Finally, we compare all the models, rank them based on their scores, and crown the best one for predicting customer churn—because only the best should go into production!Evaluating each bestfit model

In [None]:
# Evaluate the best Logistic Regression model from Random Search
best_log_reg = random_search_log_reg.best_estimator_
print("Best Logistic Regression Results (after Random Search):")
evaluate_model(best_log_reg, X_train, X_test, y_train, y_test)

In [None]:
# Evaluate the best Decision Tree model from Grid Search
best_dt = grid_search_dt.best_estimator_
print("Best Decision Tree Results (after Grid Search):")
evaluate_model(best_dt, X_train, X_test, y_train, y_test)

In [None]:
# Evaluate the best Random Forest model from Grid Search
best_rf = grid_search_rf.best_estimator_
print("Best Random Forest Results (after Grid Search):")
evaluate_model(best_rf, X_train, X_test, y_train, y_test)

In [None]:
# Evaluate the best SVM model from Grid Search
best_svm = grid_search_svm.best_estimator_
print("Best SVM Results (after Grid Search):")
evaluate_model(best_svm, X_train, X_test, y_train, y_test)

In [None]:
# Evaluate the best KNN model from Grid Search
best_knn = grid_search_knn.best_estimator_
print("Best KNN Results (after Grid Search):")
evaluate_model(best_knn, X_train, X_test, y_train, y_test)

In [None]:
# Create a list of models to compare
models = {
    'Logistic Regression': best_log_reg,
    'Decision Tree': dt_model,
    'Random Forest': best_rf,
    'KNN': best_knn,
    'SVM': svm_model  # or best_svm if you tune it later
}

# Compare metrics
comparison_results = []

for name, model in models.items():
    y_pred = model.predict(X_test)
    y_proba = model.predict_proba(X_test)[:, 1] if hasattr(model, "predict_proba") else None

    result = {
        'Model': name,
        'Accuracy': accuracy_score(y_test, y_pred),
        'Precision': precision_score(y_test, y_pred),
        'Recall': recall_score(y_test, y_pred),
        'F1 Score': f1_score(y_test, y_pred),
        'ROC AUC': roc_auc_score(y_test, y_proba) if y_proba is not None else 'N/A'
    }
    comparison_results.append(result)

# Convert to DataFrame
comparison_df = pd.DataFrame(comparison_results)
print("Model Comparison Summary:")
display(comparison_df.sort_values(by='F1 Score', ascending=False))

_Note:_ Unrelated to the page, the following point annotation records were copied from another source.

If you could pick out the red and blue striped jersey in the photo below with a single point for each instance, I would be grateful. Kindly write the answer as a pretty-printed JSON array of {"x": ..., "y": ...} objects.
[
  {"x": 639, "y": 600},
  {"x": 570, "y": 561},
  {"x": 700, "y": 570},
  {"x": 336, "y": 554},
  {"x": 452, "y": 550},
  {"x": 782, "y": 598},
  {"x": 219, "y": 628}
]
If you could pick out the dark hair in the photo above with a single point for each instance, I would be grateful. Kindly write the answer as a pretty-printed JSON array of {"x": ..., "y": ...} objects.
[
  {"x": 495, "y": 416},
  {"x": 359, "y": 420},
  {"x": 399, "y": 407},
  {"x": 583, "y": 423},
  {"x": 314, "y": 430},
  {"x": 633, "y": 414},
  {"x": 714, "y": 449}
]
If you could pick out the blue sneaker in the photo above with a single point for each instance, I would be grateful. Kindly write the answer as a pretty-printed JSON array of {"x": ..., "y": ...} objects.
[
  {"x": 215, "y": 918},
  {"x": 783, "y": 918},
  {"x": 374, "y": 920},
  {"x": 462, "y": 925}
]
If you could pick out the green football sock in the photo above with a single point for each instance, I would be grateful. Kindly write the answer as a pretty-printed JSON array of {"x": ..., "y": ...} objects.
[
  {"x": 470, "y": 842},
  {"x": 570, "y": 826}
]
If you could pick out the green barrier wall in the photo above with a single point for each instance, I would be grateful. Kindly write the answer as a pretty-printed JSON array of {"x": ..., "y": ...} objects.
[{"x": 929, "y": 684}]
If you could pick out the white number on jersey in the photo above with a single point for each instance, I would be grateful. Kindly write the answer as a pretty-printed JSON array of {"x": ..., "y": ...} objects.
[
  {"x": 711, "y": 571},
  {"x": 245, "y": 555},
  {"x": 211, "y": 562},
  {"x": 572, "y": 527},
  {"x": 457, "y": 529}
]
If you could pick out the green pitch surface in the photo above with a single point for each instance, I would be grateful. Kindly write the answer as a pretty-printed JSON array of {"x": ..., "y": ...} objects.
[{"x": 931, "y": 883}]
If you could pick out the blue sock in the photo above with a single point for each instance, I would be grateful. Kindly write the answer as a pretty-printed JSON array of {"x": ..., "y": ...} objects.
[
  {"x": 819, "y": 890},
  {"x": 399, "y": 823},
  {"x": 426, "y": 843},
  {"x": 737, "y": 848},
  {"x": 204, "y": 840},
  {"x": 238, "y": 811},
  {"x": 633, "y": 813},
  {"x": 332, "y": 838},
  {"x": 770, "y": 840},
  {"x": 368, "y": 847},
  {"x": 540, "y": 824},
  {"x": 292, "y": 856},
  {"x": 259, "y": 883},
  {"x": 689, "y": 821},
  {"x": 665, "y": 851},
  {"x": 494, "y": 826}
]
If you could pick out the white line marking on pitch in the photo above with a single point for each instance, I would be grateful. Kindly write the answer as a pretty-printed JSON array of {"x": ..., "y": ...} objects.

## Step 7: Performance Evaluation

Let’s see how well our models perform! We check confusion matrices, and ROC-AUC to find the strongest contender.

In [None]:
import matplotlib.pyplot as plt
import seaborn as sns
from sklearn.metrics import confusion_matrix, roc_curve, auc

def plot_conf_matrix_and_roc(model, X_test, y_test, model_name):
    # Confusion Matrix
    y_pred = model.predict(X_test)
    cm = confusion_matrix(y_test, y_pred)

    plt.figure(figsize=(5, 4))
    sns.heatmap(cm, annot=True, fmt='d', cmap='Blues')
    plt.title(f'{model_name} - Confusion Matrix')
    plt.xlabel('Predicted')
    plt.ylabel('Actual')
    plt.show()

    # ROC Curve
    if hasattr(model, "predict_proba"):
        y_proba = model.predict_proba(X_test)[:, 1]
        fpr, tpr, _ = roc_curve(y_test, y_proba)
        roc_auc = auc(fpr, tpr)

        plt.figure(figsize=(6, 5))
        plt.plot(fpr, tpr, label=f'AUC = {roc_auc:.2f}')
        plt.plot([0, 1], [0, 1], 'k--')
        plt.title(f'{model_name} - ROC Curve')
        plt.xlabel('False Positive Rate')
        plt.ylabel('True Positive Rate')
        plt.legend(loc='lower right')
        plt.grid()
        plt.show()


In [None]:
plot_conf_matrix_and_roc(best_log_reg, X_test, y_test, "Best Logistic Regression")
plot_conf_matrix_and_roc(best_dt, X_test, y_test, "Best Decision Tree")
plot_conf_matrix_and_roc(best_rf, X_test, y_test, "Best Random Forest")
plot_conf_matrix_and_roc(best_svm, X_test, y_test, "Best SVM")
plot_conf_matrix_and_roc(best_knn, X_test, y_test, "Best KNN")

In [None]:
# Compare all models and select the best
model_scores = {
    "Logistic Regression": accuracy_score(y_test, best_log_reg.predict(X_test)),
    "Decision Tree": accuracy_score(y_test, best_dt.predict(X_test)),
    "Random Forest": accuracy_score(y_test, best_rf.predict(X_test)),
    "KNN": accuracy_score(y_test, best_knn.predict(X_test)),
    "SVM": accuracy_score(y_test, best_svm.predict(X_test))
}

best_model_name = max(model_scores, key=model_scores.get)
print(f"The best model is: {best_model_name} with Accuracy: {model_scores[best_model_name]:.4f}")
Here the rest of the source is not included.